A nouveau ce travail va reposer dans un coin pendant que nous prenons un autre axe.

  • Occupons-nous maintenant des instrumentistes à cordes : nous devons savoir parfaitement dans quelle position et sur quelle corde nous allons jouer telle ou telle note et savoir quand et comment ont lieu les déplacements. La première étape de ce travail va être faite intellectuellement : nous allons prendre notre partition et noter (réellement ou dans notre mémoire) chaque changement de position et les points de repère qui nous servirons à l’effectuer (substitution de doigts, avancée de un demi ton ou d’un ton, extension…). Nous essaierons ensuite, en suivant régulièrement le déroulé de la partition avec notre doigt,  de pouvoir nommer chacun de ces changements. Puis de savoir quelles informations nous sont absolument indispensables pour faire les bons déplacements.  Attention, la respiration doit rester calme et notre attitude toujours détendue et active.

 

  • Nous allons nous occuper à présent de la place de ces notes sur notre instrument. (Je garde l’exemple du violoncelle mais cela sera le même processus pour chaque instrument). Ce travail va d’abord se faire sans notre instrument : dans notre tête. Mais dans le « ressenti » de notre tête : notre cerveau « agit » dans le mouvement quand nous lui demandons d’imaginer un geste et c’est ce que nous allons lui demander de faire : nous « imaginons » que nous jouons et nous « ressentons », sans bouger, ce que  nous faisons. En arrière-plan toutes les consignes sont précises et nommer dans notre tête (ou tout haut dans un premier temps si cela peut aider) en anticipant suffisamment l’action que nous allons faire pour que nous puissions rester dans la détente. Dans un premier temps nous ferons ce travail avec lenteur et sans le rythme puis nous le rajouterons, puis La mélodie -que nous entendons dans notre  tête avec le son de notre instrument et qui est notre soutien- et tout ce que nous venons de travailler va maintenant agir. Nous sentons que notre main se déplace sur le manche au bon endroit, nous sentons qu’elle est entraînée par le bras, que nous respirons, que la musique que nous entendons est vivante parce que nos intentions sont claires…

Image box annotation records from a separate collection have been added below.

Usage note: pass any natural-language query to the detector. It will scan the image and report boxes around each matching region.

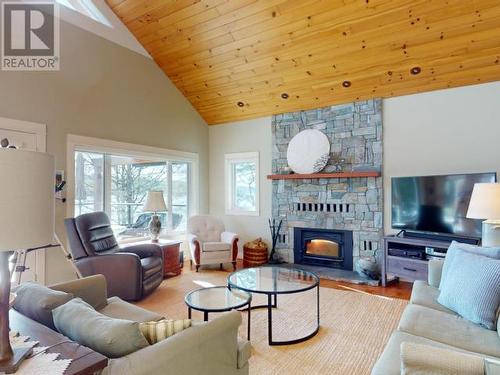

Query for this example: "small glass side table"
[184,286,252,341]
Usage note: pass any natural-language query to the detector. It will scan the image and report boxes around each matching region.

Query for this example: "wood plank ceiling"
[107,0,500,124]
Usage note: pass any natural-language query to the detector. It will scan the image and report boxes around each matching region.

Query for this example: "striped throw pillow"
[139,319,191,345]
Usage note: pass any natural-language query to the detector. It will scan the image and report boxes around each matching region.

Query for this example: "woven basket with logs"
[243,238,268,267]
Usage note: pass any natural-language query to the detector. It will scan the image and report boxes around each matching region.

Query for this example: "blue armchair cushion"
[438,250,500,330]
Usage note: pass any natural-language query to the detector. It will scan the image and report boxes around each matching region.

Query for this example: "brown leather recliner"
[64,212,163,301]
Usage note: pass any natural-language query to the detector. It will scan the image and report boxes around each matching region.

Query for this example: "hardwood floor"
[178,261,413,300]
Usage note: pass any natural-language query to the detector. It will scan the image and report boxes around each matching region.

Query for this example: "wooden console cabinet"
[382,236,451,286]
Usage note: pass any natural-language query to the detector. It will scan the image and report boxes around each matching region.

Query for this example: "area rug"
[139,270,407,375]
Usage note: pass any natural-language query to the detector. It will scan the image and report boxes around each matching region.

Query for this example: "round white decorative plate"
[286,129,330,174]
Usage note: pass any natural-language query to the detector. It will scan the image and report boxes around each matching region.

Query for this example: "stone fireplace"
[272,99,383,269]
[293,227,352,270]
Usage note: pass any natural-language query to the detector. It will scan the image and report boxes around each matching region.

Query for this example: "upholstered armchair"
[188,215,238,272]
[64,212,163,301]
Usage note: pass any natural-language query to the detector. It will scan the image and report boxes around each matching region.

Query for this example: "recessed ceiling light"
[410,66,422,75]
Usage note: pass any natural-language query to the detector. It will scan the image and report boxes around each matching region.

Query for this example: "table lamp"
[143,190,168,242]
[0,148,55,374]
[467,183,500,246]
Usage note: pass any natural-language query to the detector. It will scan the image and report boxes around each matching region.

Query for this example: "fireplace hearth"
[293,227,353,271]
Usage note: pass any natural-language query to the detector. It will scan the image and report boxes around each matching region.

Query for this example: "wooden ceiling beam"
[107,0,500,124]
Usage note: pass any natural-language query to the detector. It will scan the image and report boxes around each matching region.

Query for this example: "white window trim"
[224,152,260,216]
[66,134,199,236]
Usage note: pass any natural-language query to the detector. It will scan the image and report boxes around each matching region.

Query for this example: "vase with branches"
[269,218,283,263]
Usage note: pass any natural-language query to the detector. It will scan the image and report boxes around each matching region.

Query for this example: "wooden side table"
[243,241,268,268]
[156,240,184,278]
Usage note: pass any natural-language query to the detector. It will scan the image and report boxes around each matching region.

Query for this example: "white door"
[0,117,47,284]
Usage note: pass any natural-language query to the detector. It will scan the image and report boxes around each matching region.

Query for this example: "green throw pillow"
[53,298,149,358]
[14,282,73,329]
[437,250,500,330]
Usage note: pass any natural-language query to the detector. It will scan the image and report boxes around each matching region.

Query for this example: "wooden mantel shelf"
[267,171,380,180]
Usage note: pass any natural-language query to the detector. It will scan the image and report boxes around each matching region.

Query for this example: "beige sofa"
[372,260,500,375]
[51,275,251,375]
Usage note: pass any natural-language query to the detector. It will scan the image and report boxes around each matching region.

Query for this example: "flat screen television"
[391,172,496,238]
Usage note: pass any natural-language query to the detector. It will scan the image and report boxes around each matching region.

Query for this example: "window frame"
[224,151,260,216]
[66,134,199,243]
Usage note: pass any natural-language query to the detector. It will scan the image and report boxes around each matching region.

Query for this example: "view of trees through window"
[233,162,256,211]
[75,151,189,238]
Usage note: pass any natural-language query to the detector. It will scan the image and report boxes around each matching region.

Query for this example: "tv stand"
[395,229,481,245]
[382,236,452,287]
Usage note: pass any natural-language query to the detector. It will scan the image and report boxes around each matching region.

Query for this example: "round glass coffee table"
[227,266,319,345]
[184,286,252,340]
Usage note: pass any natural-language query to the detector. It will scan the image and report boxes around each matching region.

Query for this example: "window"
[68,137,195,240]
[225,152,259,216]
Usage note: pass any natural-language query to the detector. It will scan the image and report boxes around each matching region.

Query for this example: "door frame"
[0,117,47,285]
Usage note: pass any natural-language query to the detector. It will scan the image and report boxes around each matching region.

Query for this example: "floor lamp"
[0,149,55,374]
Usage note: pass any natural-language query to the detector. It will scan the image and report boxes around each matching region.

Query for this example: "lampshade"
[467,183,500,219]
[0,149,55,251]
[143,191,168,212]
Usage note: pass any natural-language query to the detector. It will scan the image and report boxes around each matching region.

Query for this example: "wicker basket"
[243,238,268,267]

Ce travail-ci  est primordial. Si nous « sentons » réellement nos bras, nos mains et notre corps agir dans cet espace de grande concentration, nous  saurons le faire aussi avec notre instrument. S’ il est encore difficile de tout contrôler à ce stade, nous devrons être assez raisonnables pour ne pas passer à l’étape suivant. Cette étape-ci  permet de mettre toutes  nos actions dans le bon ordre. Si ce socle n’est pas stabilisé et si nous passons trop tôt au stade du jeu instrumental,  des fissures se créeront, le stress apparaîtra, la musique n’aura plus sa place, engloutie par l’aspect qui redeviendra ce que nous appelons « technique ». Il faut donc de la patience…

  • L’étape suivante est enfin le jeu sur l’instrument. Lentement et tranquillement d’abord.  Avec la conscience de tout ce que nous venons de faire. Il faudra malgré tout revisiter souvent les étapes précédentes pour rendre nos fondations encore plus  solides et donner à notre interprétation toujours plus de cohérence mais tout ce travail nous rendra libres d’avancer avec sûreté.